It was the beginning of the 1980’s when ATMs were in their infancy, brick-and-mortar banks were the standard, and being "online" would not become the beloved adjective it is now for 25 more years.
The hyper-evolution of technology, financial services, and data since the ‘80’s has been nothing short of fantastic – from the disruptive players like PayPal to the burgeoning field of electronic payments and mobile banking – think Apple Pay, Venmo, and Square.
So, if today’s customers no longer need to set foot in a physical location for transfers, deposits or balances, what will banking look like in another 25 years? There is no question that banking is close to completely digital now, and it will move even closer – meaning time is of the essence for all of us in bank marketing to envision the future of financial institutions, and how we’ll make the most of it.
More mobile apps and other convenient channels will be available for customers to engage with banks at any time; freed from the constraints of standard business hours. Comparison-shopping for a bank will never have been easier. Will customers pick their banking relationships through crowdsourced applications? Will banking be turned into a game with a financial “Fitbit” type personal monitoring app wrapped around people’s wrists?

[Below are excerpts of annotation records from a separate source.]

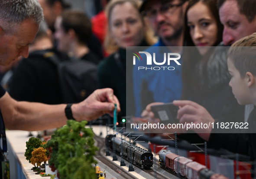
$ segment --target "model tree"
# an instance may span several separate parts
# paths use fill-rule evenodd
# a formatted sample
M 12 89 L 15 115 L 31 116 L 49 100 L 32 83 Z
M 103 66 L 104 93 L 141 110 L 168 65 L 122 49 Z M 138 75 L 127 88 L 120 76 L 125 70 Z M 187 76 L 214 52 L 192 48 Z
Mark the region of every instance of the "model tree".
M 45 141 L 43 141 L 42 143 L 42 144 L 40 146 L 40 147 L 43 147 L 44 148 L 44 149 L 45 149 L 45 146 L 46 145 L 46 142 Z M 47 157 L 47 158 L 48 158 L 49 157 L 49 150 L 48 150 L 47 149 L 46 149 L 46 152 L 45 152 L 45 155 L 46 155 L 46 156 Z M 44 168 L 45 167 L 45 163 L 46 163 L 46 161 L 45 162 L 44 162 L 44 164 L 42 165 L 42 168 Z
M 62 179 L 96 178 L 91 164 L 96 163 L 93 156 L 98 149 L 91 129 L 85 128 L 87 123 L 68 121 L 46 144 L 51 148 L 49 163 L 52 169 L 58 169 Z
M 38 173 L 41 172 L 41 164 L 43 162 L 46 162 L 48 158 L 45 154 L 46 150 L 44 149 L 43 147 L 39 147 L 34 149 L 34 151 L 32 153 L 32 157 L 30 159 L 31 163 L 36 163 L 37 167 L 39 166 L 39 171 Z
M 30 159 L 32 157 L 32 153 L 34 149 L 40 147 L 42 144 L 42 141 L 39 139 L 34 137 L 29 138 L 29 141 L 26 142 L 26 147 L 27 148 L 26 150 L 24 156 L 26 157 L 26 160 L 28 160 L 29 163 L 31 163 Z

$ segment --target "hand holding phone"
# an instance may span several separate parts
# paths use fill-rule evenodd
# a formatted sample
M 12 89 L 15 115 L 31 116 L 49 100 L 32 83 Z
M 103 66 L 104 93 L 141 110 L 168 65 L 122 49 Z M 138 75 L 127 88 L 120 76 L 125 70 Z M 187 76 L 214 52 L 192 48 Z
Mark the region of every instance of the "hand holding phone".
M 177 118 L 177 114 L 179 108 L 174 105 L 172 102 L 151 106 L 151 111 L 155 115 L 155 117 L 159 118 L 162 124 L 177 124 L 179 120 Z

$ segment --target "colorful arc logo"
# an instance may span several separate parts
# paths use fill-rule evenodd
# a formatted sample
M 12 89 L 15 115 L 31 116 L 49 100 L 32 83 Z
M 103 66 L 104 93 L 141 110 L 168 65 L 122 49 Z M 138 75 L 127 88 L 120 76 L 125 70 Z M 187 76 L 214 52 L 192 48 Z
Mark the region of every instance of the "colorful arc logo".
M 140 60 L 141 60 L 141 61 L 142 61 L 142 58 L 141 58 L 141 57 L 140 56 L 140 55 L 137 52 L 136 52 L 135 51 L 133 51 L 133 52 L 136 53 L 136 54 L 138 54 L 138 55 L 139 55 L 139 57 L 140 57 Z M 138 55 L 137 55 L 136 54 L 135 54 L 134 53 L 132 53 L 132 54 L 135 55 L 136 56 L 136 57 L 138 57 L 138 58 L 139 58 L 139 61 L 140 61 Z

A bank’s offerings will still matter, but building strong customer engagement will be paramount. As a customer develops a genuine connection to the brand and benefits from personally relevant services, they will share their preferences, interests and attitudes that will help bank marketers continuously improve their products – if they are listening. Customers will want to be found based on their own highly personalized interests, shown how their banking relationship would be a strong personal asset and they will be willing to maintain a long-term relationship. However, it is important to remember that customers will be continuously expanding their expectations of relevant communications and services – so they may share their personal data only as long as they get valuable banking services in return.

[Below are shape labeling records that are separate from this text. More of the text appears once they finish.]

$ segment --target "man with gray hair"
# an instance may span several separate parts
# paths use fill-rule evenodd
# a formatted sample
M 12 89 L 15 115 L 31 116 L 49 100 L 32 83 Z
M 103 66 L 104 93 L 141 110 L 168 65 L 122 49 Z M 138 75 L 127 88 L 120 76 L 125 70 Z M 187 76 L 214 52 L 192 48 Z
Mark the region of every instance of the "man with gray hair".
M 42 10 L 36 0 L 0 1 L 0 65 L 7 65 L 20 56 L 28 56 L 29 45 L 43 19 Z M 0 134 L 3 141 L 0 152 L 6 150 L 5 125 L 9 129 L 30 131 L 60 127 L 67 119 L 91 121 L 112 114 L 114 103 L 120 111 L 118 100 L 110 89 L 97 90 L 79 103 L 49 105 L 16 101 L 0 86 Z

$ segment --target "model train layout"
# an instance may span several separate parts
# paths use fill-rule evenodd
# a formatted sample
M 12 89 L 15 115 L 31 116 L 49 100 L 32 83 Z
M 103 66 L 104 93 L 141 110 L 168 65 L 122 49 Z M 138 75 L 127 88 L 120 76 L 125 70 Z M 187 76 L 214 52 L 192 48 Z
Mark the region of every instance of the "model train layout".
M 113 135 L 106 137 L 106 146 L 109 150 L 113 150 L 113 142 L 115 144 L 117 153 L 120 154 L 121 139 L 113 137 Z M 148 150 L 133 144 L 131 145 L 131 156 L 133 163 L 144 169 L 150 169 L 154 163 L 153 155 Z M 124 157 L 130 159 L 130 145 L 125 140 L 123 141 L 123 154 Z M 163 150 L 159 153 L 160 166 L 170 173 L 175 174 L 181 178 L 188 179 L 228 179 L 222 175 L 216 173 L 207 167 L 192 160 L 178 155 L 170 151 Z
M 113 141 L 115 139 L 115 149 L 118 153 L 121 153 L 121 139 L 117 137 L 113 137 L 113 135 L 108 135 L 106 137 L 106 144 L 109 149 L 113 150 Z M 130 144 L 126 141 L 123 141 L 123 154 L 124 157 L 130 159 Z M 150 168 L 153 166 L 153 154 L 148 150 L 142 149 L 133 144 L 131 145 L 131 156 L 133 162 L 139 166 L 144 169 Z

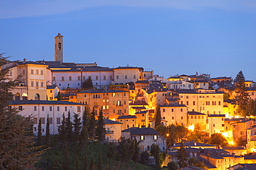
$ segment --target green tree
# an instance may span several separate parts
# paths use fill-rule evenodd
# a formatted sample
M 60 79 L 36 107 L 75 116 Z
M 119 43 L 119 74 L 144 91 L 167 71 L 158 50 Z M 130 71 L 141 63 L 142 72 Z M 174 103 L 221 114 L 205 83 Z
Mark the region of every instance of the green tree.
M 100 142 L 104 141 L 105 139 L 105 124 L 104 123 L 104 117 L 102 112 L 102 107 L 100 109 L 100 114 L 98 117 L 96 134 L 98 136 L 98 140 Z
M 91 112 L 90 115 L 90 120 L 89 120 L 89 132 L 91 140 L 94 140 L 95 138 L 95 127 L 96 127 L 96 120 L 95 119 L 95 110 L 94 107 L 93 111 Z
M 210 138 L 210 143 L 212 145 L 221 145 L 223 147 L 228 145 L 227 139 L 221 134 L 219 133 L 212 134 Z
M 190 166 L 197 167 L 200 168 L 204 168 L 205 165 L 203 162 L 196 160 L 196 158 L 193 157 L 188 160 L 188 164 Z
M 179 167 L 176 162 L 172 161 L 167 164 L 167 168 L 170 170 L 176 170 Z
M 39 118 L 37 127 L 37 146 L 41 146 L 42 143 L 42 122 L 41 118 Z
M 140 162 L 144 164 L 147 164 L 149 162 L 149 153 L 147 152 L 147 151 L 141 152 Z
M 249 94 L 246 92 L 246 87 L 245 82 L 245 78 L 243 72 L 240 71 L 235 77 L 235 92 L 238 96 L 235 98 L 236 103 L 238 105 L 237 111 L 243 116 L 248 115 L 247 105 L 249 100 Z
M 8 62 L 0 54 L 0 67 Z M 13 100 L 11 90 L 20 78 L 9 79 L 9 73 L 8 68 L 0 72 L 0 169 L 26 169 L 35 164 L 38 155 L 32 153 L 33 137 L 28 135 L 31 120 L 8 107 Z
M 97 170 L 102 170 L 102 158 L 101 156 L 101 152 L 100 152 L 99 162 L 98 162 Z
M 160 111 L 160 107 L 156 107 L 156 119 L 155 119 L 155 127 L 161 125 L 161 112 Z
M 84 170 L 88 170 L 87 155 L 84 155 Z
M 188 154 L 186 149 L 184 148 L 183 142 L 181 143 L 181 148 L 177 151 L 176 158 L 178 160 L 178 164 L 180 168 L 187 166 Z
M 71 144 L 73 141 L 73 123 L 71 122 L 71 116 L 70 111 L 68 111 L 68 117 L 66 120 L 66 140 L 69 144 Z
M 66 142 L 66 120 L 65 114 L 62 114 L 62 125 L 58 127 L 58 138 L 59 140 L 64 145 Z
M 73 124 L 73 127 L 74 127 L 74 142 L 78 142 L 78 140 L 80 138 L 80 129 L 81 129 L 81 118 L 79 116 L 79 114 L 75 114 L 74 113 L 73 115 L 73 120 L 74 123 Z
M 62 94 L 60 92 L 58 92 L 58 95 L 57 96 L 57 100 L 62 100 Z
M 49 120 L 49 114 L 47 114 L 46 147 L 50 147 L 50 120 Z
M 84 89 L 90 89 L 93 87 L 93 84 L 91 76 L 89 76 L 86 80 L 85 80 L 82 83 L 82 87 Z

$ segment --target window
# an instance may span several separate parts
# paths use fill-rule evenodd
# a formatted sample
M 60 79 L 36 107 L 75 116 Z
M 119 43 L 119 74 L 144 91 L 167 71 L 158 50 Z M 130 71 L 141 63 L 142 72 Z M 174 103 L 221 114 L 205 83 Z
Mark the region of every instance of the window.
M 145 136 L 144 135 L 140 136 L 140 140 L 145 140 Z
M 158 136 L 157 135 L 154 135 L 154 140 L 158 140 Z
M 33 123 L 37 124 L 37 118 L 33 118 Z
M 49 118 L 49 123 L 53 124 L 53 118 Z
M 60 124 L 60 118 L 57 118 L 57 124 Z
M 19 110 L 22 110 L 22 106 L 19 106 Z
M 41 123 L 45 124 L 46 123 L 46 118 L 41 118 Z

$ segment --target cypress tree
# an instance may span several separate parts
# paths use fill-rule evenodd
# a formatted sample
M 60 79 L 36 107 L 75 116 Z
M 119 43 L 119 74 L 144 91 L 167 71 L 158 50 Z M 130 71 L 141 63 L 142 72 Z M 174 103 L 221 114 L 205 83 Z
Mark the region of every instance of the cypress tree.
M 49 114 L 47 114 L 46 145 L 46 147 L 50 147 L 50 120 L 49 120 Z
M 37 127 L 37 146 L 42 145 L 42 123 L 39 118 L 38 127 Z
M 90 139 L 91 140 L 95 140 L 95 131 L 96 131 L 95 126 L 96 126 L 96 120 L 95 119 L 95 110 L 93 107 L 93 111 L 91 111 L 91 115 L 90 115 L 90 123 L 89 123 L 89 127 Z
M 73 137 L 73 123 L 71 122 L 71 116 L 70 111 L 68 111 L 68 117 L 66 118 L 65 129 L 66 129 L 66 140 L 69 145 L 72 142 Z
M 247 107 L 249 100 L 249 94 L 246 92 L 246 87 L 244 83 L 246 79 L 244 74 L 240 71 L 235 77 L 235 81 L 236 82 L 235 92 L 238 96 L 235 98 L 236 103 L 238 105 L 237 112 L 243 116 L 248 116 Z
M 79 136 L 80 134 L 81 129 L 81 118 L 79 116 L 79 114 L 74 113 L 73 115 L 74 118 L 74 123 L 73 124 L 74 127 L 74 142 L 78 142 Z
M 160 107 L 156 107 L 156 119 L 155 119 L 155 128 L 161 125 L 161 112 L 160 111 Z
M 84 170 L 88 170 L 87 155 L 84 155 Z
M 105 128 L 104 123 L 104 118 L 103 118 L 103 112 L 102 112 L 102 107 L 100 109 L 100 114 L 98 117 L 98 123 L 97 123 L 97 136 L 98 140 L 99 142 L 102 142 L 105 139 Z

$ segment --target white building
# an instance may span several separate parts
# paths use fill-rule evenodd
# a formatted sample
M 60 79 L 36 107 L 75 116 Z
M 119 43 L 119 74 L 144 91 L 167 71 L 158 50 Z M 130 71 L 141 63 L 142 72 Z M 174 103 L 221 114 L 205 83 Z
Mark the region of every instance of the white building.
M 166 139 L 154 129 L 150 127 L 131 127 L 122 131 L 122 137 L 136 140 L 140 151 L 150 151 L 152 144 L 158 145 L 161 151 L 166 149 Z
M 58 126 L 62 124 L 62 115 L 67 118 L 70 111 L 73 121 L 73 113 L 80 114 L 82 117 L 84 105 L 67 101 L 54 100 L 12 100 L 8 109 L 17 108 L 19 114 L 32 116 L 33 120 L 33 133 L 37 135 L 39 119 L 42 122 L 42 135 L 46 134 L 47 115 L 49 116 L 51 134 L 58 134 Z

Data analytics will be a mandatory part of bank marketing and sales initiatives, rather than the new business fad it is right now. Today’s struggles with the overwhelming abundance of customer information will have smoothed into highly-tuned business process. With this refinement will come better customer engagement, product delivery, and the excitement of improved line-of-sight to return on investment.
With the evolution to mobile, banks are being forced to examine their traditional service offerings and the definition of a “branch” – giving way to premium branches, self-serve kiosks, and mini-branches. According to Cap Gemini, branches today are 75% of a bank’s total retail distribution costs. When coupled with the fact (as reported by Jones Lang LaSalle) that up to 50% of branches in U.S. bank networks may be declared obsolete by 2020, those that remain are likely to be an investment in augmenting the customer experience with “the human touch” for complex services, rather than for the delivery of standard banking products.
Technology will be a centerpiece of banking. The use of interactive voice recognition, biometric security, talking to a teller from a cardless ATM, gamification of online banking and the like, will be seen as just part of the banking process. It is hard to imagine the disruptive banking technology of the future – but we can be sure it is coming at us quickly. The most adaptive financial organizations will be the winners and their customers the most engaged.